OK, we can recover from this, we allowed for the extra time and can make the venue with time to spare… and the trains motoring southbound.

But guess what?  It stops again with another announcement.
It turns out, signalling equipment doesn’t like getting struck by lightning (did I mention it was sunny in Yorkshire?  Not so in London!), which apparently set all the signals to red and “engineers were en route”.

After an hour of this (and thoroughly getting to see Potters Bar station) we were off, again.  Hmm, we’ve likely missed the first speaker at this point and, by the time we get to KX, switch to the Underground and make the venue, we’re certainly cutting into the next set of speakers.

We’re moving again, yay!
Oh, wait, we’ve stopped… again.  This time, because of all the backed up trains, there’s a queue getting into KX and we’re “just going to have to wait”.  Glorious.

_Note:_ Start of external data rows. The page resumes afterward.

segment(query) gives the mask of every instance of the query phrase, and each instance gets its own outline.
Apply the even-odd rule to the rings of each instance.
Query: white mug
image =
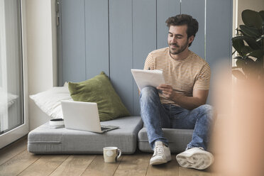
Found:
[[[104,162],[116,163],[121,153],[121,150],[116,147],[105,147],[104,148]]]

By the time we get moving and mercifully only stopping when arriving at the platform, the schedule for the event is now well into the Q&A and we’ve still got to switch to the Underground and get to the venue.
(We remained in contact with people at the event and, at this point, agreed that we would get some notes and phone calls on the event – not the outcome we would have preferred, but silver lining and all that!).

Oh, there’s more!
With the event having a laid out timetable, we’d pre-booked our tickets and, being an indie studio (ergo, without vast sums of cash) we couldn’t just fork out on replacement tickets.  Why would this matter?  Well, the pre-booked tickets only work on a specific train.
Migrating over to the ticket office, where you can hear other travelers screaming, arguing and otherwise being obnoxious or aggressive, we figured we’re in the right place.  It must have come as a shock to the staff member dealing with us when we’re all smiles and, apart from being gutted about missing the event, just wanted to somehow afford return tickets.
With a free change to our tickets that read “Natural Disaster” and allowed us on any train, we set about trying to get a return train and, after some 9-hours, made it back to the office… well, home, as 9-hours is a LONG day (especially when it’s just sitting on a train).

If we learnt anything from that day, it’s that lightning is bad.  Very bad.  Oh, and smiling gets you a long way!